As I prep for the Texas Unschoolers’ conference this weekend, I find myself reading a lot more Facebook posts. Parents write desperately about wanting their kids to learn more, show more initiative, stop playing computer games. They have this image of what they think learning looks like – and their children are not fitting that mold at all. Frustrated, the parents are throwing up their hands saying, “Unschooling simply doesn’t work for us.”
This is an unfortunate conclusion, because unschooling could work for them. But they’re fighting the tide of natural learning and still hoping, and trying, to force their child into a learning pattern that looks familiar to them. Their children ARE learning, it just doesn’t resemble anything like school.
That’s the thing about being unique, you have to be brave enough to look different from those around you. You can’t allow your fears to run the show. You have to work on seeing the opportunities…everywhere.
Since most parents weren’t raised this way, they/you are going to have to do a little legwork of your own.

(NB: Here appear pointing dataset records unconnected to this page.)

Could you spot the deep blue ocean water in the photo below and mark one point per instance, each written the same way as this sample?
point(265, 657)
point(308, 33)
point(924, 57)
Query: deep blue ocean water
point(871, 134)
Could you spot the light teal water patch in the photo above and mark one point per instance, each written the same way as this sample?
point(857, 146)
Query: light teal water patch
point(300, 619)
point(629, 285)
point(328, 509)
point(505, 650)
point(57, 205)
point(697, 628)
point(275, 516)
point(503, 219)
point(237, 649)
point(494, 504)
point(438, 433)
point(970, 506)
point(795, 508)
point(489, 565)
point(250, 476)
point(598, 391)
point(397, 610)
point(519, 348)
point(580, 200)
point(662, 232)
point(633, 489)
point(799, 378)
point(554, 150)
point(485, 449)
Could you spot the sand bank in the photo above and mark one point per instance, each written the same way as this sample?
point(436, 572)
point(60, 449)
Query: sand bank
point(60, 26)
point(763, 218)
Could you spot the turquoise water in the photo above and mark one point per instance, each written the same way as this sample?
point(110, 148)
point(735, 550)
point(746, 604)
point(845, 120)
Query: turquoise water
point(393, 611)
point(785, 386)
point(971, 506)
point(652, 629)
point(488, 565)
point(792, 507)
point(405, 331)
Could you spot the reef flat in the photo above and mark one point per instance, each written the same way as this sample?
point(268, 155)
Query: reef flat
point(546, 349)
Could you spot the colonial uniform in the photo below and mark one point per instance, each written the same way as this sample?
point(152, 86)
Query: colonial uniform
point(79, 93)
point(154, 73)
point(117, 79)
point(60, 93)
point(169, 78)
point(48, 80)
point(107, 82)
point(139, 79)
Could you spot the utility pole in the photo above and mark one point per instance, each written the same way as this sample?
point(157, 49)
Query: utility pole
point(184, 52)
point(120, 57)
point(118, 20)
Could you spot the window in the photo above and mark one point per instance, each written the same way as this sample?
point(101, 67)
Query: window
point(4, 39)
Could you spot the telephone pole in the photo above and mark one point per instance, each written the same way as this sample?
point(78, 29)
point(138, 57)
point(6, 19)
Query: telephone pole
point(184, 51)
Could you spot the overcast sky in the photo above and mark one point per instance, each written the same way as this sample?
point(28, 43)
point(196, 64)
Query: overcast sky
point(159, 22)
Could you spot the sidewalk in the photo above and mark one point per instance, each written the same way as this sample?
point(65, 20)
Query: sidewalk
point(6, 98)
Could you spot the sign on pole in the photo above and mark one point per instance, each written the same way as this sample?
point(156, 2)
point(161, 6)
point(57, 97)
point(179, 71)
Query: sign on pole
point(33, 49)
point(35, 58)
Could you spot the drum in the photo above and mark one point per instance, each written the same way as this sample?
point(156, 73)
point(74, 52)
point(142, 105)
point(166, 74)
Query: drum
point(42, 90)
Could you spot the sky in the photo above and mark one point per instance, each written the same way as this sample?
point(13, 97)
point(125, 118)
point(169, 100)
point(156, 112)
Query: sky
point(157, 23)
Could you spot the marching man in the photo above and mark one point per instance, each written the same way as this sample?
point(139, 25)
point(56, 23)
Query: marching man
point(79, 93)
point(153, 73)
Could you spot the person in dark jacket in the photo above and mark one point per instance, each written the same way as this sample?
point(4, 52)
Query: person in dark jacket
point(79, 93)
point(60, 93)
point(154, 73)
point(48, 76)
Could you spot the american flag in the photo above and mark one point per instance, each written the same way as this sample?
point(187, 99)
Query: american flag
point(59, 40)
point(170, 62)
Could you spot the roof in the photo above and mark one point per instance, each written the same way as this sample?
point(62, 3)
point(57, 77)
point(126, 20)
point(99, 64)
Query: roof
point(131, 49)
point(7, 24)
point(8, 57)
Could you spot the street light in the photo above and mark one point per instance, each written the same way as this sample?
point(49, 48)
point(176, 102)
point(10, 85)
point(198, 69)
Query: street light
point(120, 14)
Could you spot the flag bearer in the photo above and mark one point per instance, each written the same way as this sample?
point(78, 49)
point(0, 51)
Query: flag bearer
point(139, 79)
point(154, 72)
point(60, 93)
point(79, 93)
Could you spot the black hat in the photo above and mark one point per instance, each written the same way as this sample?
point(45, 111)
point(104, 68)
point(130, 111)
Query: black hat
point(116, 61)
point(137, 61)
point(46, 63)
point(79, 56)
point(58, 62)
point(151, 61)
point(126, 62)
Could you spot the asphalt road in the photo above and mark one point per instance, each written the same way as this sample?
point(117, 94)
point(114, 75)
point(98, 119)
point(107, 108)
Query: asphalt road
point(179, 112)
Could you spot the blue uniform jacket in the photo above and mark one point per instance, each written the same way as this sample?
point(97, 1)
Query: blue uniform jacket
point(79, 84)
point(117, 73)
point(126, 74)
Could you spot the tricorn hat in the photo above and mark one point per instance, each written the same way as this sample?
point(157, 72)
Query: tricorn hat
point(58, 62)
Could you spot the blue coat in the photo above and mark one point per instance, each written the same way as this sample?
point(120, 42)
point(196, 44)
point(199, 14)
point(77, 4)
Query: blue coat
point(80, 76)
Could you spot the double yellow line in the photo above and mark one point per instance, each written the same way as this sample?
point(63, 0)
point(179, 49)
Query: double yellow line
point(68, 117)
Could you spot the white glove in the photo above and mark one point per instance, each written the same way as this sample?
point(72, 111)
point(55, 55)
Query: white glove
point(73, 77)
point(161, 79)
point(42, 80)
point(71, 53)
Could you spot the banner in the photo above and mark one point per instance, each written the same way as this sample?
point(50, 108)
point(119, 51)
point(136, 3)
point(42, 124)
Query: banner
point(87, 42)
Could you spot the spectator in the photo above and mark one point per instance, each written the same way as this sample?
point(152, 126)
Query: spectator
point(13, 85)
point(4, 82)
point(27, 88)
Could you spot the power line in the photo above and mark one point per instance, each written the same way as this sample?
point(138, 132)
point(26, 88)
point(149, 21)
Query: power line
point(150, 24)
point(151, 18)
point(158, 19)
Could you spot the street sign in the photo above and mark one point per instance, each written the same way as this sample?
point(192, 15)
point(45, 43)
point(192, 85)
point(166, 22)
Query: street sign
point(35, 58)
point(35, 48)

- Expose your child to lots of different things, but don’t take it personally if they don’t immediately take to something you suggest. Think of it as laying groundwork for things to come. Because things will come. You just aren’t in charge of the what or the when. Which leads me to…
- The learner is the only person that chooses the path. Yes, you can cajole and berate. You can bribe and even punish. And maybe your child will comply. But you’re limiting their potential. You’re separating learning from its natural course. Oh yeah, that probably takes us to the next one…
- Learning IS joyful. And exhilarating and fun. And if you as a parent DON’T see learning in that capacity, please do not pass your scarred way of viewing it onto your kids. Work on your issues around learning. It’s not drudgery. And if some piece of you associates negative emotions or thoughts with the concept of learning, know that that’s your own schooled experience stepping out of the shadows and getting in the way. It’s a story in your head that needs to be dealt with.
- Let go. Let go of all the preconceived ideas of what unschooling your children will look like. Let go of all the comparisons you make with other children, or other parents, or other families in general. There’s a phrase, “Compare and Despair.” Stop comparing.
- Relaxing into the flow doesn’t mean hands off. It means flow with your children. Get involved in their interests. Show them interests of your own. Share interests together. This involvement will create a feeling of safety for your children. You will be creating an environment where curiosity and exploration can feel safe enough to come out to play. By enjoying and trusting your children, you help them enjoy learning and trust themselves.
When you swim in the ocean, you can either swim with the tide or against it. When you swim against it, you make very little progress and you wear yourself out. But when you learn to swim with the tide, everything changes: the struggle, the lack of progress, the exhaustion. You give all of that up. Instead, you glide, you feel nature take you on a joyful ride, and you move forward.